Disruption of histidine and energy homeostasis in chronic obstructive pulmonary disease

Abstract

Background: Chronic obstructive pulmonary disease (COPD) is a systemic condition that is too complex to be assessed by lung function alone. Metabolomics has the potential to help understand the mechanistic underpinnings that contribute to COPD pathogenesis. Since blood metabolomics may be affected by sex and body mass index (BMI), the aim of this study was to determine the metabolomic variability in male smokers with and without COPD who have a narrow BMI range.

Methods: We compared the quantitative proton nuclear magnetic resonance acquired serum metabolomics of a male Chinese Han population of non-smokers without COPD, and smokers with and without COPD. We also assessed the impact of smoking status on metabolite concentrations and the associations between metabolite concentrations and inflammatory markers such as serum interleukin-6 and histamine, and blood cell differential (%). Metabolomics data were log-transformed and auto-scaled for parametric statistical analysis. Mean normalized metabolite concentration values and continuous demographic variables were compared by Student's t-test with Welch correction or ANOVA with post-hoc Tukey's test, as applicable; t-test p-values for metabolomics data were corrected for false discovery rate (FDR). A Pearson association matrix was built to evaluate the relationship between metabolite concentrations, clinical parameters and markers of inflammation.

Results: Twenty-eight metabolites were identified and quantified. Creatine, glycine, histidine, and threonine concentrations were reduced in COPD patients compared to non-COPD smokers (FDR ≤15%). Concentrations of these metabolites were inversely correlated with interleukin-6 levels. COPD patients had overall dampening of metabolite concentrations including energy-related metabolic pathways such as creatine metabolism. They also had higher histamine levels and percent basophils compared to smokers without COPD.

Conclusion: COPD is associated with alterations in the serum metabolome, including a disruption in the histidine-histamine and creatine metabolic pathways. These findings support the use of metabolomics to understand the pathogenic mechanisms involved in COPD.Trial registration www.clinicaltrials.gov, NCT03310177.
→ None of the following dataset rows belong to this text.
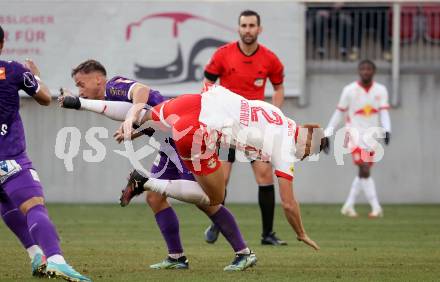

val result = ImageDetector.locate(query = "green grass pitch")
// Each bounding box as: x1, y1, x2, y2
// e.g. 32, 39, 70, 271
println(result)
0, 204, 440, 281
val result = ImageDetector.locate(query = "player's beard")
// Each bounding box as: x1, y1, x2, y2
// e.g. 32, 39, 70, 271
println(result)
240, 34, 258, 45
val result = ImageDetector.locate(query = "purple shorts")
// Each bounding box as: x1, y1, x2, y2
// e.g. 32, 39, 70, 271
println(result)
0, 158, 44, 207
151, 142, 196, 181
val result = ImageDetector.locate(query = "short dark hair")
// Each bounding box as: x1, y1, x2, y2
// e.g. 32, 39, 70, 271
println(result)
358, 59, 376, 70
0, 25, 5, 43
238, 10, 261, 26
72, 60, 107, 77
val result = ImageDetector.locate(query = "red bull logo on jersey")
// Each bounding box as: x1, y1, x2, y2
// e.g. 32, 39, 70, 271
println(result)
354, 105, 378, 117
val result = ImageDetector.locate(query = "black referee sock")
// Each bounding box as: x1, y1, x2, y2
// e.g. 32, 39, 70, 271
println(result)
258, 184, 275, 237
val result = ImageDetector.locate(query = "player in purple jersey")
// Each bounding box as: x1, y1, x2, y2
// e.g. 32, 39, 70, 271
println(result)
59, 60, 256, 271
0, 27, 91, 281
Keywords: China; chronic obstructive pulmonary disease; energy homeostasis; histidine; inflammation; metabolomics.

Figure 1

Quantitative 1H-NMR serum metabolomics differentiates patients with COPD from non-COPD smokers (NCS). (A) Mean normalized serum metabolite concentrations in NCS (n=59) and COPD (n=79) illustrated in a radar plot. Centroid and maximal dashed circle separately denote the minimal and maximal mean normalized concentration of all metabolites. Overall, the metabolome was dampened in COPD compared to NCS. (B) Box and whisker plots of normalized metabolite concentrations with FDR-corrected p-values ≤0.15. Concentrations of creatine, glycine, histidine and threonine were notably lower in COPD compared to NCS.

Figure 2

Metabolite concentrations are associated with pulmonary function, emphysema and inflammatory cytokine levels. Association heatmap between metabolomics and clinical data of subjects. Red and green squares reflect the negative and positive correlations, respectively; darker color denotes a higher correlation between metabolites and clinical index. For the statistically significant associations, the p-value is labelled in the corresponding square. Abbreviations: TNF-α, tumor necrosis factor α; IL-6, interleukin-6.

Figure 3

Histidine-histamine metabolism is disrupted in COPD. (A) Basophil (%) and (B) histamine concentrations are higher in COPD than in non-COPD smokers (NCS). Box and whisker plots (median, 25th and 75th percentiles, min and max). (C) Disruption of histidine-histamine metabolism in COPD. Elevated histamine can aggravate bronchoconstriction and shrink airway smooth muscle. Reduced histidine can cause recession of anti-oxidant and anti-inflammatory processes, both of which contribute to the pathogenesis and development of COPD or emphysema. R01167 is the KEGG identifier for the reaction catalysed by histidine decarboxylase.